Worked project — end-to-end EDA and statistical inference in Python
A single, self-contained worked example that walks the full inferential pipeline of Fundamentals of Data Analysis on one tidy dataset: load & clean, describe with summary statistics and visualisations, fit and interpret a simple linear regression, build confidence intervals, and run formal hypothesis tests (one-sample $t$, two-sample Welch $t$, one-way ANOVA) — finishing with assumption checks and a short findings report. Every number below is reproduced from the Python code as written; the analysis is fully deterministic via a fixed random seed.
Goal
Take a penguin-morphology dataset (3 species, $n=336$ after cleaning) and answer three concrete questions with the inferential machinery of the course:
- Does flipper length predict body mass, and by how much? (regression + CI on the slope)
- Is the mean flipper length consistent with a historical benchmark of $200$ mm? (one-sample $t$-test)
- Do the species differ in body mass? (Welch two-sample $t$ & one-way ANOVA)
Stack
Sessions exercised
- S1–S2 sampling distributions, the CLT
- S3–S6 point estimation (mean, slope, $s^2$)
- S7–S10 confidence intervals (single sample)
- S12–S15 one-sample hypothesis tests
- S16–S22 two-sample & paired inference
- S23–S24 one-way ANOVA
Full timeline on the course outline → program.
1 · Dataset & research question
We use a palmer-penguins–style dataset: each row is one penguin with its species, flipper length
(mm), body mass (g), bill length (mm) and sex. To keep the example fully reproducible and offline, we
synthesise it from published species means with a fixed seed, then deliberately inject a handful of missing
values and one duplicate row so the cleaning step has something real to do. The structure and the
statistical questions are identical to working with the genuine
seaborn.load_dataset("penguins") table — swap the generator for that one line and the rest of
the analysis is unchanged.
import numpy as np
import pandas as pd
from scipy import stats
import matplotlib.pyplot as plt
rng = np.random.default_rng(42) # reproducible
# published-style per-species parameters (mean, sd)
species_params = {
"Adelie": dict(n=152, flip=190, flip_sd=6.5, mass=3700, mass_sd=460, bill=38.8, bill_sd=2.7),
"Chinstrap": dict(n=68, flip=196, flip_sd=7.1, mass=3733, mass_sd=384, bill=48.8, bill_sd=3.3),
"Gentoo": dict(n=124, flip=217, flip_sd=6.5, mass=5076, mass_sd=504, bill=47.5, bill_sd=3.1),
}
rows = []
for sp, p in species_params.items():
flip = rng.normal(p["flip"], p["flip_sd"], p["n"])

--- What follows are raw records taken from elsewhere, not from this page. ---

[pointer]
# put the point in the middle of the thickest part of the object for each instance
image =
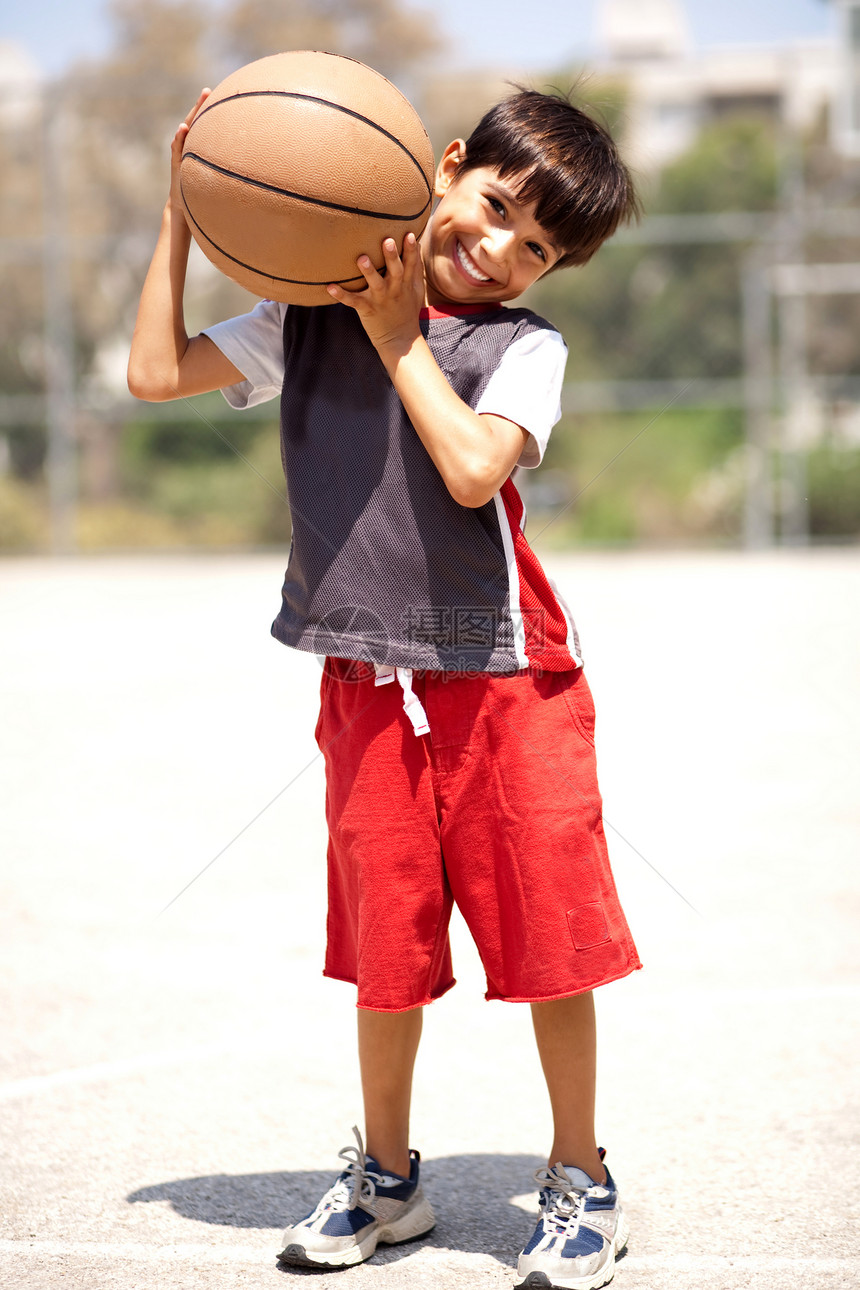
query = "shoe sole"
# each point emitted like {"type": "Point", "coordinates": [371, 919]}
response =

# body mass rises with flipper length (true linear signal) + noise
mass = p["mass"] + 18.0*(flip - p["flip"]) + rng.normal(0, p["mass_sd"]*0.55, p["n"])

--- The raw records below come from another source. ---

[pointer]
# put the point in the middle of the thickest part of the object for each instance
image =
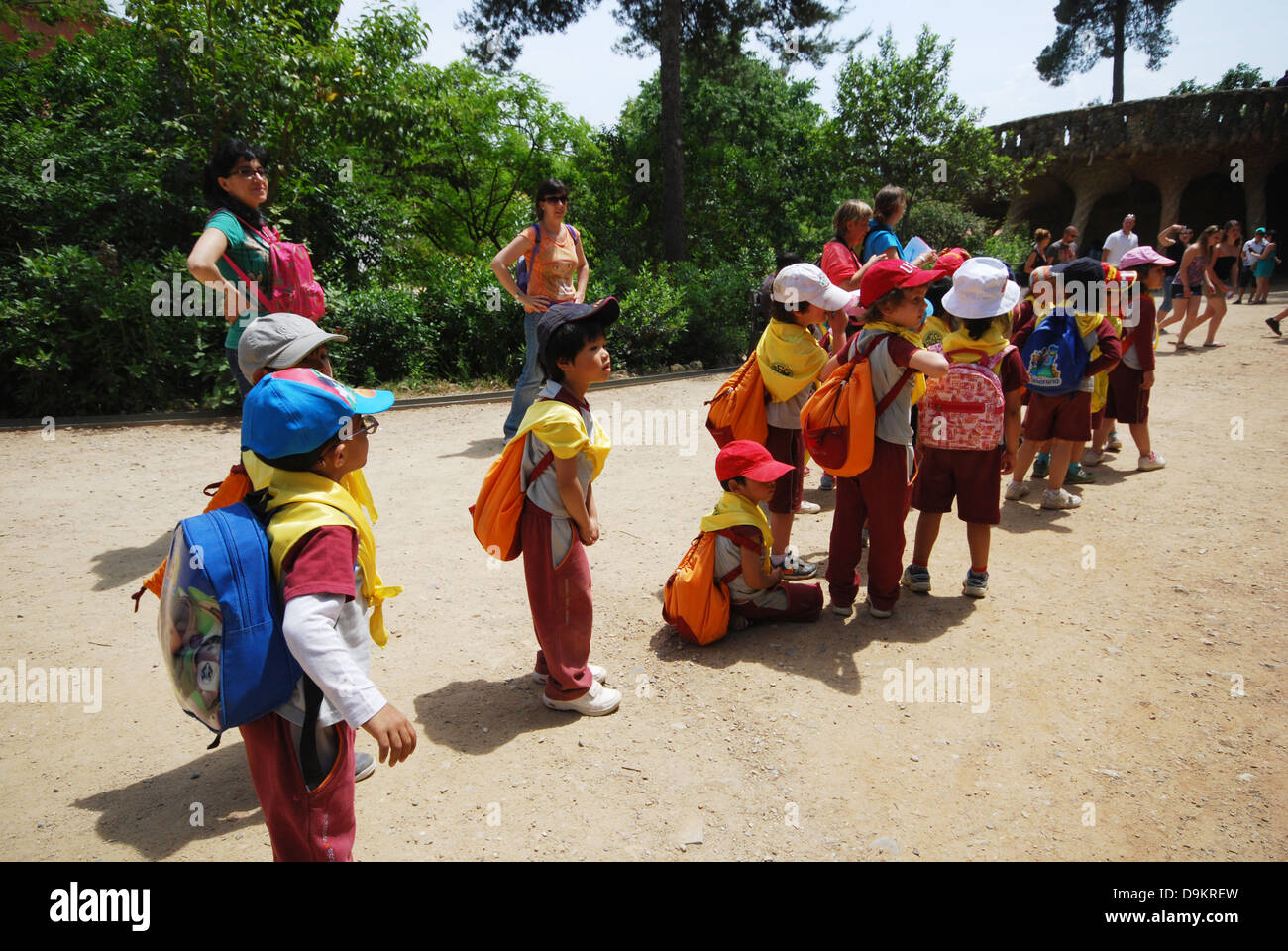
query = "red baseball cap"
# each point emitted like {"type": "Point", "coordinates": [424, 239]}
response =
{"type": "Point", "coordinates": [750, 461]}
{"type": "Point", "coordinates": [885, 274]}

bill = rng.normal(p["bill"], p["bill_sd"], p["n"])
sex = rng.choice(["male", "female"], p["n"])
mass = mass + np.where(sex == "male", 280, 0) # males a bit heavier
for f, m, b, s in zip(flip, mass, bill, sex):
rows.append((sp, round(f, 1), round(m), round(b, 1), s))
df = pd.DataFrame(rows, columns=["species", "flipper_length_mm",
"body_mass_g", "bill_length_mm", "sex"])
# inject realistic data-quality problems
df.loc[rng.choice(df.index, 5, replace=False), "body_mass_g"] = np.nan
df.loc[rng.choice(df.index, 3, replace=False), "sex"] = np.nan
df = pd.concat([df, df.iloc[[0]]], ignore_index=True) # a duplicate row
print(df.shape)
print(df.head())
The raw frame has 345 rows and the five expected columns. Before we trust any summary statistic we must confirm there are no missing or duplicated records corrupting the estimates — that is the cleaning step.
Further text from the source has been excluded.